Since secrets can only be used in the resource configuration, we attempted to include the client_id and client_secret in the body directly. We also tried adding them in the header as x-www-form-urlencoded. However, the API body is still being sent empty.
Our goal is to securely pass the client_id and client_secret from Secrets Manager to the auth API through the request body. Is there a recommended way to achieve this in Retool?
Any guidance on resolving this issue would be greatly appreciated!
I tried custom auth and we were able to successfully integrated the custom OAuth API in the auth workflow API option. However, we are facing an issue where the custom API does not retrieve values from the secret manager.

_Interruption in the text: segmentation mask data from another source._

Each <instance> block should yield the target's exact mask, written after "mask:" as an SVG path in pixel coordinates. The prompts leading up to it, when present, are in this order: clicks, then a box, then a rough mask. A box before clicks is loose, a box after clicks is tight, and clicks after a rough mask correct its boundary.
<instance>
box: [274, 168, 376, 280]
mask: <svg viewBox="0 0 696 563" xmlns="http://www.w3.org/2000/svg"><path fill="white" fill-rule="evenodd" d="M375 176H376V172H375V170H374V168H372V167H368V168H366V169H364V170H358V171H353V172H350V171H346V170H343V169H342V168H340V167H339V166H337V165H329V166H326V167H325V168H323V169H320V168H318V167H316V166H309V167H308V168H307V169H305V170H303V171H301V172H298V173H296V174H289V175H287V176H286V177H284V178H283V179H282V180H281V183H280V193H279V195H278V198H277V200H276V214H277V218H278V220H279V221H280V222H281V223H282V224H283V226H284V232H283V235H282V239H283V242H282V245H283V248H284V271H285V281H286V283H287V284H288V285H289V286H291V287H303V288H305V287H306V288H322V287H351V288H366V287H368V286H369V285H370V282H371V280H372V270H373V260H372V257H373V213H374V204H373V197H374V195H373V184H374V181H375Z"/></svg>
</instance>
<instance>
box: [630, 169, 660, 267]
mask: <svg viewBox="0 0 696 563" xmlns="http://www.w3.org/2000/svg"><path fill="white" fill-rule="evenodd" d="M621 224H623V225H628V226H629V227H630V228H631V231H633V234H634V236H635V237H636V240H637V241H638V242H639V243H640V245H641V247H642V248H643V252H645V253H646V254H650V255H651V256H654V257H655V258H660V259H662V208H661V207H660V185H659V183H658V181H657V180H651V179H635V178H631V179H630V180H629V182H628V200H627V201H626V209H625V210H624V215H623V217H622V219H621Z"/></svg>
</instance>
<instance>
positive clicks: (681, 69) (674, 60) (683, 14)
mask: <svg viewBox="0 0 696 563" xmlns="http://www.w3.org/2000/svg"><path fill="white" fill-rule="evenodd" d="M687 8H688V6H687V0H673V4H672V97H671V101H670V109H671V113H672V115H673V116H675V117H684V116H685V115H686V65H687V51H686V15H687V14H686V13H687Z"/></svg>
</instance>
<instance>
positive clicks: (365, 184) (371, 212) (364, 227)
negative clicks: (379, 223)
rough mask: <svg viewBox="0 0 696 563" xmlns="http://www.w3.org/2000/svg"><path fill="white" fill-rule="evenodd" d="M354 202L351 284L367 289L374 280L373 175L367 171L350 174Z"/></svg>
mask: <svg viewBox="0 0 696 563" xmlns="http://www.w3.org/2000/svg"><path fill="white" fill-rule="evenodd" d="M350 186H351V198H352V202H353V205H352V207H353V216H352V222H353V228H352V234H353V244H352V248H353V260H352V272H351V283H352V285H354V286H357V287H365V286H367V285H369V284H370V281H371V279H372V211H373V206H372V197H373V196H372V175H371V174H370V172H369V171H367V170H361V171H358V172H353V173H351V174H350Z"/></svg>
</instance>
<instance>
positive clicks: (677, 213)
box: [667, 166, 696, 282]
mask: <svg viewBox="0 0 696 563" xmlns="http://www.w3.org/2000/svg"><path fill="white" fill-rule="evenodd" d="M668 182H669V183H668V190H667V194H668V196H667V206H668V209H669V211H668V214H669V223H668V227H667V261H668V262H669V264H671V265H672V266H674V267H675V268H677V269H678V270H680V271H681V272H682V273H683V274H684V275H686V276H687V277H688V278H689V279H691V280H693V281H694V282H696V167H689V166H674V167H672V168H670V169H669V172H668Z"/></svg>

So now i am able to pass the client id client secret to the api but in the custom auth api we are not able to pass aws secrets, we are trying fetching values from secrets, but in the request, it is keeping the dynamically bound values without evaluating them.
The following configuration works for me, so I'm wondering what might be acting differently in your particular case. Can you try replicating this setup?
Even if this does work, I wonder if there's a particular reason we don't expose the secrets objects in custom auth flows. Those steps all run on the backend so it should still be secure. I'll reach out internally to see if this might be possible!
It doesn't specifically address your use case, but we recently pushed out an update that allows users to reference secrets from within a custom OAuth2 step. This is live on the cloud release and on stable version 3.114.
There is an additional fix coming down the line that will additionally enable secrets within an API Request step. We don't currently plan on enabling it elsewhere, in order to avoid exposing those values via the UI.